Now that so many corrupt politicians have committed so many crimes in the name of trying to take control of and/or overthrow the government, much of our daily “political” news is now coming from the court system. Donald Trump and about two dozen of his co-conspirators are in the process of standing trial in various criminal courts, and we even have politically connected civil trials playing out around the country. And so courtroom news becomes political news. This has prompted us to apply the same frantic “everything that happens is huge dramatic news” philosophy to what’s coming out of the courts. That’s leading to a lot of confusion, because most of what comes out of the courts each day is even more mundane and predictable than what comes out of politics each day.

Each time the courts institute a gag order against Donald Trump, or put a procedural stay on a gag order while Trump appeals it, or reinstate a gag order upon rejecting Trump’s appeal, it feels like big news. It isn’t. Each time Trump makes a nonsensical filing for a mistrial or some other doomed thing, and then the courts promptly strike it down, it feels like big news. It isn’t.

This is simply how the courts operate. There are all kinds of mundane procedural hoops and pointless filings. These developments make plenty of legal sense under the law, but they make no common sense to outside observers. It’s why legal proceedings aren’t meant to serve as spectator sports. It’s why fictional stories about legal proceedings, such as Law & Order, have to omit 95% of what really goes on with a criminal proceeding in order to make it watchable.

And yet because everything that happens each day in politics (and by extension politically connected court proceedings) has to be big news, there’s an inordinate amount of drama attached to a lot of court developments that just… aren’t anything.

As we move closer to Trump’s criminal trials, it’ll be even more important to keep in mind that most of what happens each day isn’t anything of lasting consequence. Trump is not within a million miles of making his criminal cases go away or pushing them past the election, and no minor win on any given day is going to magically make that happen for him. Nor are prosecutors anywhere close to magically sending Trump through an instant trap door. No matter how well things are going for them, it’s still going to be the totality of the case that finishes Trump off, not any given pretrial ruling or filing procedure.

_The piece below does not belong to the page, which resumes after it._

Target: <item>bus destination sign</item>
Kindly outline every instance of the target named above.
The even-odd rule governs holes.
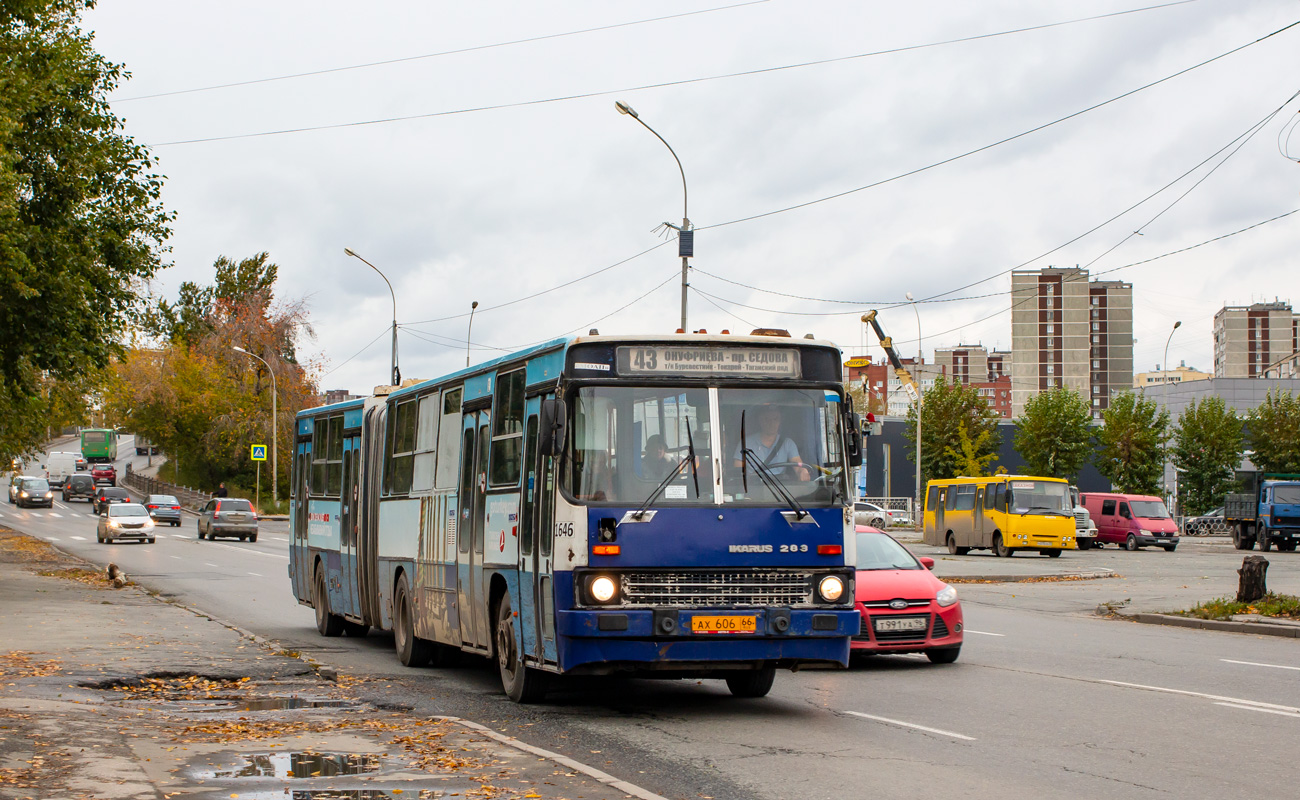
[[[618,348],[620,375],[700,375],[798,378],[799,351],[792,347],[699,347],[640,345]]]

When you ignore the daily hype and look at the big picture, most or all of Trump’s criminal trials will take place before the election. He will be convicted on numerous felony charges before the election. And that will greatly harm his viability. Whether or not Republicans decide to nominate a guy on his way to prison, given how badly he’d be likely to lose the general election under those conditions, is up to them. Joe Biden will be in a strong position to win reelection. But as is always the case, whether he wins (and whether he enters his second term with a Democratic Congress) will largely come down to how many of you decide to do a phone banking shift or retweet Democratic candidates running in competitive elections.

In the meantime, let’s treat these pretrial filings and pretrial rulings for what they are: mundane and largely predictable developments that don’t add up to a lot and don’t really move the needle in either side’s direction. What matters is that the legal proceedings are continuing to move forward. The reason a trial date is set months in advance is so that these mundane procedural things can all play out. The fate of the trial doesn’t hang on any of them.

As things stand, Trump is set to go on criminal trial in Washington DC this spring (which is a near guaranteed conviction), he’ll likely go on criminal trial in New York in the summer, then he’ll likely go on criminal trial in Fulton County in the fall just before the election, and his classified documents criminal trial will happen when it happens. The point is that Trump is going to be on criminal trial nonstop throughout 2024. That’s a devastating blow to someone who’s trying to sell themselves as a viable political candidate. If they want to give us the gift of nominating this guy under these circumstances, so be it.